Teresa Stanisławska-Adamczewska ( 26 September 1924 - 16 December 2003 in Kraków) - was a Polish journalist, writer, and editor-in-chief of Echo Krakowa.

Early life 
She was born Teresa Stanisławska in Greater Poland and spent her professional life in Kraków.

Career 
From 1955 till 1982 she was editor-in-chief of Echo Krakowa, a daily newspaper that under her, became the most popular newspaper in Kraków.

She published many articles on the city's cultural life, especially about Piwnica pod Baranami. She was a mentor for many Polish journalists, like Zbigniew Święch, Ewa Smęder, Jadwiga Rubiś, and Andrzej Urbańczyk.

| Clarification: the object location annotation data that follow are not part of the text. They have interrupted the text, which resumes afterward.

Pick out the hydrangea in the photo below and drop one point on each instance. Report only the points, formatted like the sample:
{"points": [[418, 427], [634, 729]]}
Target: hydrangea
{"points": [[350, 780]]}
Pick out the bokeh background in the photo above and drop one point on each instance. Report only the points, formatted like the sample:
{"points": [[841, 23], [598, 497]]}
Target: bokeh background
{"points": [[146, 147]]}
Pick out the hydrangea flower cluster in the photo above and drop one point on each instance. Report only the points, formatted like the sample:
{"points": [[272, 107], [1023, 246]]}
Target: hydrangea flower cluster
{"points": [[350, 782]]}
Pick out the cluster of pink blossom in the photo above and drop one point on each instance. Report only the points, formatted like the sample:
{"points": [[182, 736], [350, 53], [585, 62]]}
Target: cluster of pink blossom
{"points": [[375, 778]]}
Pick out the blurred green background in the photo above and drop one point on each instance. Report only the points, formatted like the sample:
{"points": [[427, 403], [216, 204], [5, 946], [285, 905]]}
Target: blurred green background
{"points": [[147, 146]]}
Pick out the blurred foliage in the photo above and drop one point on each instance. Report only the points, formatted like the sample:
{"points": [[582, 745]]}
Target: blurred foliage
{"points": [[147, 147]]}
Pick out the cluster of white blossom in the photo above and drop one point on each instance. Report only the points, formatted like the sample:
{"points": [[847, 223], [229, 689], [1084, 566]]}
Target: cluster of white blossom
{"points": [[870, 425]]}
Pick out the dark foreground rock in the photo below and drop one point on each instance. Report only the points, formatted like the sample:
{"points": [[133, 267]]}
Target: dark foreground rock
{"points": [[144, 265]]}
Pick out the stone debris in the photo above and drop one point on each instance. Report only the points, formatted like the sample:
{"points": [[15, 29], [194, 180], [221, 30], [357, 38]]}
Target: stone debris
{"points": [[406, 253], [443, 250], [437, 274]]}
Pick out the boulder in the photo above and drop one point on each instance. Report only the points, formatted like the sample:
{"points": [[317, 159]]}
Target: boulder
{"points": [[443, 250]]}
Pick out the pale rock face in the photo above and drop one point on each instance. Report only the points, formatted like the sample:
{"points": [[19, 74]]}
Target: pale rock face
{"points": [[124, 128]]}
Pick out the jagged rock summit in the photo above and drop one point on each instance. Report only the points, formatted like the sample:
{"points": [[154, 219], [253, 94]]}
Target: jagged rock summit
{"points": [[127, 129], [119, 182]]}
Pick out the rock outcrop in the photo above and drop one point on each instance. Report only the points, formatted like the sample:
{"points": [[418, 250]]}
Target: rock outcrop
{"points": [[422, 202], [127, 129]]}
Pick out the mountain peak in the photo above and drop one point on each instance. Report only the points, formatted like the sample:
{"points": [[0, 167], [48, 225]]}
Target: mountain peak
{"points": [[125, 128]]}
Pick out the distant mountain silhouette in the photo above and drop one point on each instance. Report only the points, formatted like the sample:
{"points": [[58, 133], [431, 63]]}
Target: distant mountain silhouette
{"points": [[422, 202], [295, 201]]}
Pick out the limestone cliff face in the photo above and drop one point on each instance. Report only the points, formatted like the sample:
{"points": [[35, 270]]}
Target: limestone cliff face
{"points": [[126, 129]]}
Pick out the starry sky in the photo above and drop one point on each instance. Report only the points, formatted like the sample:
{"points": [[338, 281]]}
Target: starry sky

In 1989, Stanisławska-Adamczewska and Edward Chudziński created the anthology Cudzym zdaniem: poglądy, refleksje, aforyzmy, illustrated by Szymon Kobyliński.

She was the co-author (with her husband, Jan Adamczewski) of  Kraków, ulica imienia..., which contains the biograms of the namesakers of the streets in Kraków. The book was printed in 2000, 2015 and 2016.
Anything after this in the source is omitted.